Just before Ash vanishes from sight, Kay offers him two HUGE thumbs up and a vaguely Gene Simmons-esque expression with his tongue hanging out, teeth bared and nose all wrinkled up. Totally an 'I GOT THIS' face. His feet are, in fact, slowly stepping off towards the window, "Fine by me, buddy. What'd'ya say, wanna give me a lift? Get the fuck outta here?"

Ash continues to keep the group at bay, mostly quiet, and certainly out of their hair. His supervisor calls for an ambulance for Daniel and others start calling the cops, but Ash remains stoic, pleasant even, as he tries to keep the peace as the other two make their get away.

That 'lift' thing gets a lot of interest, the body language shows it, on the obvious mutant. "You WANT to be carried?" Roach asks, as if that was a new joke and he's amazed by it. "...Heeheehee." Great, the crazy and the crazier. And who knows which is which.
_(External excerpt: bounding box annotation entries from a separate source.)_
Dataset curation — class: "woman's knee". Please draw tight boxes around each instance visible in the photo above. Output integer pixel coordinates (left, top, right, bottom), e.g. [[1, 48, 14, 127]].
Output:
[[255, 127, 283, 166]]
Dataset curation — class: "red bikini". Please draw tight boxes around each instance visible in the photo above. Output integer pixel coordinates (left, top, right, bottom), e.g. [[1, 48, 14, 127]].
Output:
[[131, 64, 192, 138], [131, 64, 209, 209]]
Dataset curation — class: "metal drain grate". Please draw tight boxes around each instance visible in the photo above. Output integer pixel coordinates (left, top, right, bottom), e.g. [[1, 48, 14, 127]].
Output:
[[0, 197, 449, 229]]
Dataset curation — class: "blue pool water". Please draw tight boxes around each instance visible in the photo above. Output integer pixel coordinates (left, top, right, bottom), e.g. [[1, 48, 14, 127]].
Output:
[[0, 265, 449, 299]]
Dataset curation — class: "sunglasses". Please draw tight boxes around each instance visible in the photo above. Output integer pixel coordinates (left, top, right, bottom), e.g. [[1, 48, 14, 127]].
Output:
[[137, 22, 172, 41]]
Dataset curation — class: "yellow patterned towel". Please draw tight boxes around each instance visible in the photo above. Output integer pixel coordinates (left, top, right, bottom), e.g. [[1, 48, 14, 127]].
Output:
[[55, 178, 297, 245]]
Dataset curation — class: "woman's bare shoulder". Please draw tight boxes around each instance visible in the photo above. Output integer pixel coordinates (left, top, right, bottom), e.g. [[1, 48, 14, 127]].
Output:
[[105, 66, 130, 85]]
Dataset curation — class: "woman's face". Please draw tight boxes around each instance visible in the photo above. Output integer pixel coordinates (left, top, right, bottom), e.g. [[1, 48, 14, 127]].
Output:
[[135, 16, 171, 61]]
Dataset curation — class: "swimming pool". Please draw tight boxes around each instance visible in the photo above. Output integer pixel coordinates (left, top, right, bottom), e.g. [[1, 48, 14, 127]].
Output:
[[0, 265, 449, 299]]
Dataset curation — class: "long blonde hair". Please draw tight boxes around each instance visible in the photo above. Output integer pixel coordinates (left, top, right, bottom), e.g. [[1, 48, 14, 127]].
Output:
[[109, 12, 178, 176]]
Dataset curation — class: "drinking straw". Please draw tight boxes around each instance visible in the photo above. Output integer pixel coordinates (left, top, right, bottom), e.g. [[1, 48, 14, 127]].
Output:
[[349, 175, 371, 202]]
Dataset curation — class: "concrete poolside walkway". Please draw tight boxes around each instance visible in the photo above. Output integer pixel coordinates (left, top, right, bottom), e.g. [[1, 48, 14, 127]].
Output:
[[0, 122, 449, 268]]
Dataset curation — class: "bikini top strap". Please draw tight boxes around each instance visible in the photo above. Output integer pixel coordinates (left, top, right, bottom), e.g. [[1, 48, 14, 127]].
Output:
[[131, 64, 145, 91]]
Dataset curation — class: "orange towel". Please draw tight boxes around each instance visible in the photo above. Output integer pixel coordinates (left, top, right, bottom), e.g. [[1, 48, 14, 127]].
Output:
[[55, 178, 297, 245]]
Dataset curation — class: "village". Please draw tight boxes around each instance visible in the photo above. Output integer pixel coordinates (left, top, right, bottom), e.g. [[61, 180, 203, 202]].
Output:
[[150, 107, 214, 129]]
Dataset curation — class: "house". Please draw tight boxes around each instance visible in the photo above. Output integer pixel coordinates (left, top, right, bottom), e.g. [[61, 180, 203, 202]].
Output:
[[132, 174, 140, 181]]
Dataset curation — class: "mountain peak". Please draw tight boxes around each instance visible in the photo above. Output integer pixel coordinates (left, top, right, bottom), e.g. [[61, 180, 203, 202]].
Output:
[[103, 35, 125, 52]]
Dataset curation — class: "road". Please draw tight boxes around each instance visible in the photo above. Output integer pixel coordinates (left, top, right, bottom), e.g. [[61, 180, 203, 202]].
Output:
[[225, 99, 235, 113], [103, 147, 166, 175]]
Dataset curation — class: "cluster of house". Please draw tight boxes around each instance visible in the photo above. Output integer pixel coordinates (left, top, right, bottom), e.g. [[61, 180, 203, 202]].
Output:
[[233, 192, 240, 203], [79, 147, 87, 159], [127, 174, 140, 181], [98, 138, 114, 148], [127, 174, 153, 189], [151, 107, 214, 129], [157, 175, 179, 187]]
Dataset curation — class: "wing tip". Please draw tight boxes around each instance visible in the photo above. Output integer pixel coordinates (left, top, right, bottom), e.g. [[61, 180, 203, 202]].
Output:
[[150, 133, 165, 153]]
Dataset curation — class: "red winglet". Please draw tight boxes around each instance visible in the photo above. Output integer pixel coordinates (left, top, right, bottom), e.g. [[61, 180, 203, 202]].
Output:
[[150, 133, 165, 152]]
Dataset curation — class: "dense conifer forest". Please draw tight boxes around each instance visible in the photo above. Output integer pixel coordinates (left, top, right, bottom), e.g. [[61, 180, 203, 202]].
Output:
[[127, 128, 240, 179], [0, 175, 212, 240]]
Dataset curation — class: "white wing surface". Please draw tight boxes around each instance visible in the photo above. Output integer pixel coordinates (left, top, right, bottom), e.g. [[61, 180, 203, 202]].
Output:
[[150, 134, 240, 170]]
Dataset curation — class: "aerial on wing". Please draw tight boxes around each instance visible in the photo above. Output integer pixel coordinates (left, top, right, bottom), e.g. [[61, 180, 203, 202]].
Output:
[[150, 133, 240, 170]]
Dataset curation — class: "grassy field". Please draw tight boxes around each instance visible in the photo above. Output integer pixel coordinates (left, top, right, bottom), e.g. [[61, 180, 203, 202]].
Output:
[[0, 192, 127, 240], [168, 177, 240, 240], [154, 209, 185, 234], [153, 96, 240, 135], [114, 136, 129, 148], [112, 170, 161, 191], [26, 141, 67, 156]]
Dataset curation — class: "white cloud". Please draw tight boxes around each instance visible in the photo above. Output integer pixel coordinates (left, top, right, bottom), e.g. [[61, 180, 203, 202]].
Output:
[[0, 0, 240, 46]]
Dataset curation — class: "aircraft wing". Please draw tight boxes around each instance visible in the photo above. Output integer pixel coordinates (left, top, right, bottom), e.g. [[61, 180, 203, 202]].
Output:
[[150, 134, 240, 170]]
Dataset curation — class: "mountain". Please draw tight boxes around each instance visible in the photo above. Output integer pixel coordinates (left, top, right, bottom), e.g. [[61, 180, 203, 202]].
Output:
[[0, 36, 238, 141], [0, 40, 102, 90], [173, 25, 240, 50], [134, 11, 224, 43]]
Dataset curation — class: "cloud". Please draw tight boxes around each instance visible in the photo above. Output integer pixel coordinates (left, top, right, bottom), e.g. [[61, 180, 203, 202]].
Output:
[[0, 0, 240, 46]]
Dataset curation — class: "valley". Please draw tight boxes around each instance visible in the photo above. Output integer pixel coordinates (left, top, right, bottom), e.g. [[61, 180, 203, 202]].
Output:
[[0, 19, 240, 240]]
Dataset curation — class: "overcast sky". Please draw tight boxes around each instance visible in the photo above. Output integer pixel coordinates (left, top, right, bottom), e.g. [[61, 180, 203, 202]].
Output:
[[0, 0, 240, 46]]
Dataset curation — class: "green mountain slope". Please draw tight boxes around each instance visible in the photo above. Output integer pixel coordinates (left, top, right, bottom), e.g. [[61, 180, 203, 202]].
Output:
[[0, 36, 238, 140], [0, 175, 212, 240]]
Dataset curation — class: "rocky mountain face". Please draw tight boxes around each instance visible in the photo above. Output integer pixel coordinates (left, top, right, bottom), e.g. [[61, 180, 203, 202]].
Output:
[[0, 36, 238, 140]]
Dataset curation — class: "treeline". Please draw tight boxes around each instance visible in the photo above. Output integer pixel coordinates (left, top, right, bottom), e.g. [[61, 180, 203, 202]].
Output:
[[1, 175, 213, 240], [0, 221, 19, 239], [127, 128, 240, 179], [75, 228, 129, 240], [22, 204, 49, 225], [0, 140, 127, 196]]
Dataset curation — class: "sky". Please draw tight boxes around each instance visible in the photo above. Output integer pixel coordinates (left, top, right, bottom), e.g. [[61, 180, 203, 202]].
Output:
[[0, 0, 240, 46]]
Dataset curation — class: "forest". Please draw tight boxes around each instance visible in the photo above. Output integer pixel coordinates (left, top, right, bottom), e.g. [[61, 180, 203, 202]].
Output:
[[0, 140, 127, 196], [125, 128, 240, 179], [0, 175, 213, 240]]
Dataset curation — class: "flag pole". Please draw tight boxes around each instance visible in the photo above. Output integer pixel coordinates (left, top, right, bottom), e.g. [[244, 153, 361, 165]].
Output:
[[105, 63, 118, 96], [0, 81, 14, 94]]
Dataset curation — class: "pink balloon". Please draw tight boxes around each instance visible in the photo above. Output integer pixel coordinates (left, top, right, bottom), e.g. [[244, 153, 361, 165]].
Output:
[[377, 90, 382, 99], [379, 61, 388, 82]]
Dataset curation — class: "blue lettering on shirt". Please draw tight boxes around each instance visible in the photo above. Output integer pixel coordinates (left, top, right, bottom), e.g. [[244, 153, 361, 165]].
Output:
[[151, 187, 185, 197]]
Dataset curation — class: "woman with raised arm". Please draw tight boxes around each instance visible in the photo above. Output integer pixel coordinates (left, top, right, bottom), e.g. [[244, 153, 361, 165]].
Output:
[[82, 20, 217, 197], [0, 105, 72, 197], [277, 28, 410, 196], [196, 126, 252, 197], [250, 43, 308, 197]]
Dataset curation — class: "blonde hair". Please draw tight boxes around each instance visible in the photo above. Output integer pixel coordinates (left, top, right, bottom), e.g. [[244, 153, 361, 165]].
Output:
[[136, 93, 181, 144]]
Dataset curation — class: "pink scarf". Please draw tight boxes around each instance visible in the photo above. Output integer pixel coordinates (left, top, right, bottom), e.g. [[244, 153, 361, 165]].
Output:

He moves quickly towards the window, opting to lift off of all fours to stand up more completely, but still hunched. "But how do I know your 'safehouse' isn't sinister place like, what, Prom-ithy-iss?" Roach asks, while reaching with both hands for Kay, intending to, well, pick him up.

"Those losers wish," Kay doesn't just allow himself to be picked up - he whole-hog just goes with it, hopping his bony ass up into Noah's clutches like a grungy-ass biker-BRIDE. And the two go right the fuck out the window, Kay giving a lively fox-yelpy "yow!" with a fist thrust in the air, to go bounding across the rooftops and away.